Figura 8 - Captura da tela de etnotexto sobre a retirada da temática da diversidade no PEE do

Tocantins.

Fonte: T1 Notícias.

No dia 03 de julho de 2015 foi publicado no Caderno Educação uma matéria sobre o voto da deputada estadual Valderez Castelo Branco para a retirada da temática de gênero do Plano Estadual de Educação do Tocantins. A matéria é intitulada: “Valderez vota a favor da

retirada de “ideologia de gênero” do plano estadual”. Tem a assinatura do próprio jornal sem definição de um/a jornalista específico/a. O texto traz o depoimento da deputada Valderez Castelo Branco. Ela afirma que as crianças “precisam de referenciais sólidos na infância e a ideologia de gênero é algo que vai contra isso. É algo que vai contra a família”. A deputada faz questão de afirmar que não é contra as pessoas homoafetivas.

No dia 18 de fevereiro de 2016 foram publicadas duas matérias que remetiam ao mesmo contexto histórico: um evento do movimento conservador na Assembleia do Tocantins denominado “Atualidades da política brasileira: ideologia de gênero, sexualidade e religião”. Esse evento teve a presença de Marco Feliciano (deputado federal) e Marisa Lobo (psicóloga cristã). Em ambas matérias há um informativo para apresentação de duas notas de repúdio da utilização da expressão “ideologia de gênero” pelo evento naquela casa pública de construção de leis: uma nota emitida pela OAB/TO e outra assinada coletivamente por doze organizações sociais. As duas notas afirma que a expressão “ideologia de gênero” não possui “legitimidade epistêmica nas ciências humanas e sociais”. A nota de repúdio da OAB/TO afirma que existem atributos sociais e oportunidades dadas a homens e mulheres, sendo isso gênero. E que gênero não é uma ideologia, ao contrário, é uma forma de desconstrução da ideologia “que imputa características supostamente inatas aos indivíduos”. Todos os 7 comentários de leitores/as ao texto são contra o argumento da OAB. Afirmam que a OAB deveria se preocupar com algo mais importante do que “terminologia”.

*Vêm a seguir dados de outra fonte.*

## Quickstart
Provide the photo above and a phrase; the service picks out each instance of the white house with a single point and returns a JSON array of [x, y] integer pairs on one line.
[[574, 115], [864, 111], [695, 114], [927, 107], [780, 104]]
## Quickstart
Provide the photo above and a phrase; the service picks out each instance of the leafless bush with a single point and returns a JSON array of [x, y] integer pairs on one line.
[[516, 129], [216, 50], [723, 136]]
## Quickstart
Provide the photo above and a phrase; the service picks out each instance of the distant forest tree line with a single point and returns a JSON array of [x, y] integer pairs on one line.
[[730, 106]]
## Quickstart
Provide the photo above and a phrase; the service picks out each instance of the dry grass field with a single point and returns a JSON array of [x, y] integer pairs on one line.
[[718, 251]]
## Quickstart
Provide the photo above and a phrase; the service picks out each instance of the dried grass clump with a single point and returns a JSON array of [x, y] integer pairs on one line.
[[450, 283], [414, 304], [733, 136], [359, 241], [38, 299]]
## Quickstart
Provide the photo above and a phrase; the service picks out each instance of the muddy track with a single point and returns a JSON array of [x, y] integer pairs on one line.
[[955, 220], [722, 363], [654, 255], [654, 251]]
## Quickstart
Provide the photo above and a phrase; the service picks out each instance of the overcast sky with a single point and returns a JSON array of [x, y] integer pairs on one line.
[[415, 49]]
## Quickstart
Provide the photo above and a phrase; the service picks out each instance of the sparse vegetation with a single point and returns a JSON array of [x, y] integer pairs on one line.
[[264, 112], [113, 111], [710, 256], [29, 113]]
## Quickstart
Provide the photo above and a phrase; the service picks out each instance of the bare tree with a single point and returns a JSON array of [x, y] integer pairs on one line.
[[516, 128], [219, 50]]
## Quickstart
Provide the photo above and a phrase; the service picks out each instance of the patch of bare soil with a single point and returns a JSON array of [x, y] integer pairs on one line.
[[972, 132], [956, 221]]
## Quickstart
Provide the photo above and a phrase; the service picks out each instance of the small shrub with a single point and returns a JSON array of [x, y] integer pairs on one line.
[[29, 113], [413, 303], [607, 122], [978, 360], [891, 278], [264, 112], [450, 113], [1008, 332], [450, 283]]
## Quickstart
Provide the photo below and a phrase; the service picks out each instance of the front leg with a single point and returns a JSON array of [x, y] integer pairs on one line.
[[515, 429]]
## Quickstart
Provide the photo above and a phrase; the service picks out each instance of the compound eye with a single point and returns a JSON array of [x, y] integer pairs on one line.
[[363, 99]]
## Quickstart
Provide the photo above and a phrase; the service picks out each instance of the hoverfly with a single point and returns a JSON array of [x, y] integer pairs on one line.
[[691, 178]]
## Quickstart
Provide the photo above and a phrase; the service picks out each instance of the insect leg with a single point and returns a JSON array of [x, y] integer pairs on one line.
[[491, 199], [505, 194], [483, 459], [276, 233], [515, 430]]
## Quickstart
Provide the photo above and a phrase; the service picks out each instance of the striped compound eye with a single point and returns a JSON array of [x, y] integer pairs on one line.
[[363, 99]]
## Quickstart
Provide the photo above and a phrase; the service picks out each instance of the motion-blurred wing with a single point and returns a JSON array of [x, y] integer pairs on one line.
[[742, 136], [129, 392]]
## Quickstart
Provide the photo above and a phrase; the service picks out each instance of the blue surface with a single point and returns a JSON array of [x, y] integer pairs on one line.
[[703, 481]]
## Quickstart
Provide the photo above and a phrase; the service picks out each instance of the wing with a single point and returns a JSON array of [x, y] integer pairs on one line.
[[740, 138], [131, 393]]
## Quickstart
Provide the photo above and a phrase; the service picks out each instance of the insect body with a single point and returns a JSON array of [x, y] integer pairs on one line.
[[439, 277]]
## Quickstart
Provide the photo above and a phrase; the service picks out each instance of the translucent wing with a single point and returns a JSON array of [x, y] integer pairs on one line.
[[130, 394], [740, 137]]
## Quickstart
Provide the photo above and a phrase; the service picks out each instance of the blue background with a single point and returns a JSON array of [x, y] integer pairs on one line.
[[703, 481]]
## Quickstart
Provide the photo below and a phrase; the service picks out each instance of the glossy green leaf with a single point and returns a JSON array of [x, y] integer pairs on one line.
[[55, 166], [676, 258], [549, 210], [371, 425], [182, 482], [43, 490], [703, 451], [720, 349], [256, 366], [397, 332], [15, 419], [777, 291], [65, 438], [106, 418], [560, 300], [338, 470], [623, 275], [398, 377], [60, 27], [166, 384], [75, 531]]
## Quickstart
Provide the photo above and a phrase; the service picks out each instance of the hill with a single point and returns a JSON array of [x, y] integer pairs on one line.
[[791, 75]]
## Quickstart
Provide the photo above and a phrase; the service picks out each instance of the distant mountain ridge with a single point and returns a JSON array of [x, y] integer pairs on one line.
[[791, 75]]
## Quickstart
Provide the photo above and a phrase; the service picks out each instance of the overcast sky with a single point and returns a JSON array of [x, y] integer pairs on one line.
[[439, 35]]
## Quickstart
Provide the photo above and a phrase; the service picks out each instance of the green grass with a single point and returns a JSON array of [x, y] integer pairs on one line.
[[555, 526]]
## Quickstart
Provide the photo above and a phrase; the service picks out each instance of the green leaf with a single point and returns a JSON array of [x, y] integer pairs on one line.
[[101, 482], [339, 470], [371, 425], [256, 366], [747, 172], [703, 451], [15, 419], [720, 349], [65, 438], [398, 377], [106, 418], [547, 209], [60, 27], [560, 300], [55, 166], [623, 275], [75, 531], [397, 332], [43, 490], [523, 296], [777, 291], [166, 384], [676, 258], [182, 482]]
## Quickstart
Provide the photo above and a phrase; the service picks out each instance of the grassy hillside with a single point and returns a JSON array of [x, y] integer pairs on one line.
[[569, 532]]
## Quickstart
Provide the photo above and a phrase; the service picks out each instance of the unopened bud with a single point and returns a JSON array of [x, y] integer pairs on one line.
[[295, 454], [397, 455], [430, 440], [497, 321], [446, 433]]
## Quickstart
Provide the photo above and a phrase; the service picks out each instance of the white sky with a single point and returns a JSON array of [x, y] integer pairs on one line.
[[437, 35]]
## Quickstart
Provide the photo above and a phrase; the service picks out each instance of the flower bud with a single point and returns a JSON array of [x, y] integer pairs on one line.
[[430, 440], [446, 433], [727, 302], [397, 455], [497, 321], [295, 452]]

A última matéria estudada deste jornal que faz referência à expressão “ideologia de gênero” é a que foi publicada em 10 de março de 2016 no caderno Cidades. O texto é assinado por Rafael Rodrigues e foi intitulada “Amastha nega conteúdo de gênero no PME e diz que estão antecipando campanha”. O prefeito de Palmas não teria aceitado todas as emendas do relator (vereador João Campos) ao PME de Palmas. Então, líderes religiosos foram cobrar satisfação dele. Um vereador entrevistado (Iratã Abreu) afirma que há um radicalismo em cima de algumas palavras (o que parece que foi uma “caça às palavras”: gênero, diversidade e tolerância). O vereador Iratã Abreu afirmou que diversidade não é questão homoafetiva, é maior, abrange outros temas (religiosidade, raça-etnia, classes sociais). Na fala de Iratã parece que a maior crítica é contra os homoafetivos, sim! Quando a maioria dos que defendem a “ideologia de gênero” o fazem sempre afirmando que “não é contra os homoafetivos!”.

O T1 notícias tenta ser um jornal isento, ou ao menos liberal. Parece-me, na verdade, que ele é um jornal de crítica ao movimento conservador. Já que nenhuma notícia por ele veiculada defendeu diretamente a “ideologia de gênero”. Pelo contrário, em todas as cinco

matérias aqui estudadas foi possível perceber a atuação social na crítica e no descortinamento de um movimento que tenta chamar de ideologia um discurso que desmarcara espaços ditos naturais de homens e de mulheres, preconcebidos naturalmente por Deus ou pela “natureza” biológica dos seres.